Originally Posted by JRMichler View Post
I took photos of the underside. The first photo is under the front bumper looking to the rear.

There is no air dam, except for a spat in front of each front tire. The underside is belly panned from the front bumper back to the rear axle, with gaps for the front suspension and exhaust system. This truck is front wheel drive, and the hybrid does not have a four wheel drive option. Ford did not leave space for a drive shaft to the rear axle in this vehicle.

The next photo is under the rear bumper looking forward.

The belly pan stops at the rear axle. There is no rear diffuser underneath, just an open area. But that open area is above the belly pan, so does not have high velocity air hitting things. This is consistent with a figure from Aerodynamics of Road Vehicles by Hucho:

The largest drag reduction comes from belly pans extending from the front bumper back to the rear axle, with only minimal benefit from belly pans after the rear axle.

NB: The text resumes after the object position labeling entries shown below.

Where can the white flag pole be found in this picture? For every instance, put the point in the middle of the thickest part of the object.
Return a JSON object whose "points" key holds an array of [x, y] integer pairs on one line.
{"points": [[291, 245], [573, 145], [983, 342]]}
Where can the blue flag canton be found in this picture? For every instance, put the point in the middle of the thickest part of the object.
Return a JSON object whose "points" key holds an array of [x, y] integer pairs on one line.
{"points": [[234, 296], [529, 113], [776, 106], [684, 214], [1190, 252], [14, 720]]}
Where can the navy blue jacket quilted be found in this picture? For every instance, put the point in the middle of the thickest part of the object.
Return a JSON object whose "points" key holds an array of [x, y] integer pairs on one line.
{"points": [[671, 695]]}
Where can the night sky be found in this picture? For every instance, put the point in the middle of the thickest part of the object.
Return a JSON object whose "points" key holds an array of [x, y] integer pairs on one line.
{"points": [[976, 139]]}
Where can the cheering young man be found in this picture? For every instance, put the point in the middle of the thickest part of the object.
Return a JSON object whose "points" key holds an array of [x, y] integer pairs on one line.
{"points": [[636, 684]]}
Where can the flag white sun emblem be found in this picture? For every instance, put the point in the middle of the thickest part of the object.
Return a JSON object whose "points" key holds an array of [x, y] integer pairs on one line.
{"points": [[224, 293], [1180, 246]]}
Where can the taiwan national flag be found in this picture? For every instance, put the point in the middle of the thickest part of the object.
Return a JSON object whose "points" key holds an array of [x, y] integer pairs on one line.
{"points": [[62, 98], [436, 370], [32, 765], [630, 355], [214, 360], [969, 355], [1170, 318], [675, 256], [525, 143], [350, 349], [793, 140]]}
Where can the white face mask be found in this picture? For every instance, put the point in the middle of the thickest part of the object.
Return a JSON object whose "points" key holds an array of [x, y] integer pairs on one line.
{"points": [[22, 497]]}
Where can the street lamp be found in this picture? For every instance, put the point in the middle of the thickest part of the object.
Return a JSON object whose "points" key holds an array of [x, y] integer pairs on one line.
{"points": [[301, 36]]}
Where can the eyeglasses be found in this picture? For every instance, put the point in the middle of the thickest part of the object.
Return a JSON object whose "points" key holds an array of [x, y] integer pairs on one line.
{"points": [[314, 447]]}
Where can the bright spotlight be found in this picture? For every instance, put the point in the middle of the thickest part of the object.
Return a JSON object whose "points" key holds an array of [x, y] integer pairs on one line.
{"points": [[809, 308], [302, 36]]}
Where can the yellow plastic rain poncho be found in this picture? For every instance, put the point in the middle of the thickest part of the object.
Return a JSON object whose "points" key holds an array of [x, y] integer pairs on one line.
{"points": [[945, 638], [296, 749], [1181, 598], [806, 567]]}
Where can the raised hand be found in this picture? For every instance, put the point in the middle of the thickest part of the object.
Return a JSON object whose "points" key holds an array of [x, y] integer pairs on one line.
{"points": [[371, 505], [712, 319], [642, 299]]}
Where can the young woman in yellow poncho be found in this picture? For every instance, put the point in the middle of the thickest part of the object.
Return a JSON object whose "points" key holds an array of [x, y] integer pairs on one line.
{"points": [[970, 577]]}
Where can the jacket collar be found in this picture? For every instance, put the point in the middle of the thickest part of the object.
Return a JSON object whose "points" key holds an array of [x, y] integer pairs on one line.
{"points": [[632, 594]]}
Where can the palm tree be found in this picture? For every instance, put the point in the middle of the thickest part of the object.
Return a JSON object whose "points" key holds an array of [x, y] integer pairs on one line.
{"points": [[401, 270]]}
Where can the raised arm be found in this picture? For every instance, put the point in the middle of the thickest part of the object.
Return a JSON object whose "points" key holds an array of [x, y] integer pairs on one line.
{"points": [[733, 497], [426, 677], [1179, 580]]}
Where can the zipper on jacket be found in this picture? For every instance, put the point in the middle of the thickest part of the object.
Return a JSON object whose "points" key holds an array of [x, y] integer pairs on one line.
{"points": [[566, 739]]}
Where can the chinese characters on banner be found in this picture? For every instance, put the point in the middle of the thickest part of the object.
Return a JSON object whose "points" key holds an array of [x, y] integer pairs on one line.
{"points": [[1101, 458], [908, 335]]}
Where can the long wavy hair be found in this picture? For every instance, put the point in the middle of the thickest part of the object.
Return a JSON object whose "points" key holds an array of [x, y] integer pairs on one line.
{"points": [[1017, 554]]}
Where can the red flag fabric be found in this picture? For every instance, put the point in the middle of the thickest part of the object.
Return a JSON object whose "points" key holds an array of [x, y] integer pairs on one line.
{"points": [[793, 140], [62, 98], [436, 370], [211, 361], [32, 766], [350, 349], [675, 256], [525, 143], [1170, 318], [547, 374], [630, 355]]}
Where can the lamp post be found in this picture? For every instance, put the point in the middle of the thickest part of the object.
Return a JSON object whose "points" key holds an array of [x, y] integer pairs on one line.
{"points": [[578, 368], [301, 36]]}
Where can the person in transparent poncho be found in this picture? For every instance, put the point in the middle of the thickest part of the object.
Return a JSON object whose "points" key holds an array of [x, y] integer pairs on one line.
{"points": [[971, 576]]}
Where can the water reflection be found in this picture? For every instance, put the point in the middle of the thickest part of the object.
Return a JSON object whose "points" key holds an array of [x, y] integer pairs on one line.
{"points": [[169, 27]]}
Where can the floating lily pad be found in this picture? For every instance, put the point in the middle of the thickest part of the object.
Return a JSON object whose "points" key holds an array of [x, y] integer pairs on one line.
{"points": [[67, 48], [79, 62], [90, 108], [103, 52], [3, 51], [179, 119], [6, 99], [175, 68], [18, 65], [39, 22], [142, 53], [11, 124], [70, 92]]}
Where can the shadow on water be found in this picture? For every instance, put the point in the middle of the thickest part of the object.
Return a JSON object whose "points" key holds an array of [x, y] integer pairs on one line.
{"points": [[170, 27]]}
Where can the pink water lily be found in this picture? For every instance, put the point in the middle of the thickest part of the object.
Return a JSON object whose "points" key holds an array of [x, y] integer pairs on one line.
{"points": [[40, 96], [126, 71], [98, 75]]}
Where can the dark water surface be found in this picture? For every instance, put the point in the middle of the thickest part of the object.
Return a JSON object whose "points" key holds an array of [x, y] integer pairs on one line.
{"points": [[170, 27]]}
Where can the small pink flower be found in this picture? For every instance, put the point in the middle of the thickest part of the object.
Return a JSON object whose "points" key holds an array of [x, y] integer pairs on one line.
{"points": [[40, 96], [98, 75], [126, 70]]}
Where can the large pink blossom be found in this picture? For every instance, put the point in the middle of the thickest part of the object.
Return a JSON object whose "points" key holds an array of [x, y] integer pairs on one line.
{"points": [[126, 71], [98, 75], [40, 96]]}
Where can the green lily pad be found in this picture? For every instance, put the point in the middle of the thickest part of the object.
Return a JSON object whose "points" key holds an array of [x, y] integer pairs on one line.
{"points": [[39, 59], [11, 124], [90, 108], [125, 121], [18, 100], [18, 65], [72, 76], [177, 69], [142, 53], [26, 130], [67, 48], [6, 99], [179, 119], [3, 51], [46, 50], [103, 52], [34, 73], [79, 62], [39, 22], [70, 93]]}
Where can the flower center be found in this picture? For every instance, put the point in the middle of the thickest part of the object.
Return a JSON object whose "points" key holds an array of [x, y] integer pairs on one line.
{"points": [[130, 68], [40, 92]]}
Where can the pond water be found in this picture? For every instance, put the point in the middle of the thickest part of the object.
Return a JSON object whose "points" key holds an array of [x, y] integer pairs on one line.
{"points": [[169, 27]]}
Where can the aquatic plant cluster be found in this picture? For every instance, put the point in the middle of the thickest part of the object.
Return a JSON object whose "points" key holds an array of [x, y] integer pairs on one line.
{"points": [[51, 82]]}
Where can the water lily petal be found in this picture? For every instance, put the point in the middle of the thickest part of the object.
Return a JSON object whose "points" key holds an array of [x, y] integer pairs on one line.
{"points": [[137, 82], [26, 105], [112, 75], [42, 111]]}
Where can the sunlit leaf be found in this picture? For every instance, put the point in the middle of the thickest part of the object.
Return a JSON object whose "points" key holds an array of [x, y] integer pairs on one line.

I do not intend to experiment with front air dams or belly pans on this truck. Ford did too good a job, and I see no opportunity to make a noticeable improvement in this area.
In Hucho's 2nd-Edition underbody research, for the Audi 100-III, all the forward belly panels allowed for the rear panel, which provided as much drag reduction as the forward panel.
If a 2.8-degree upswept 'diffuser' took the place of the 'level' rear panel, the Audi would experience an additional 20% drag reduction.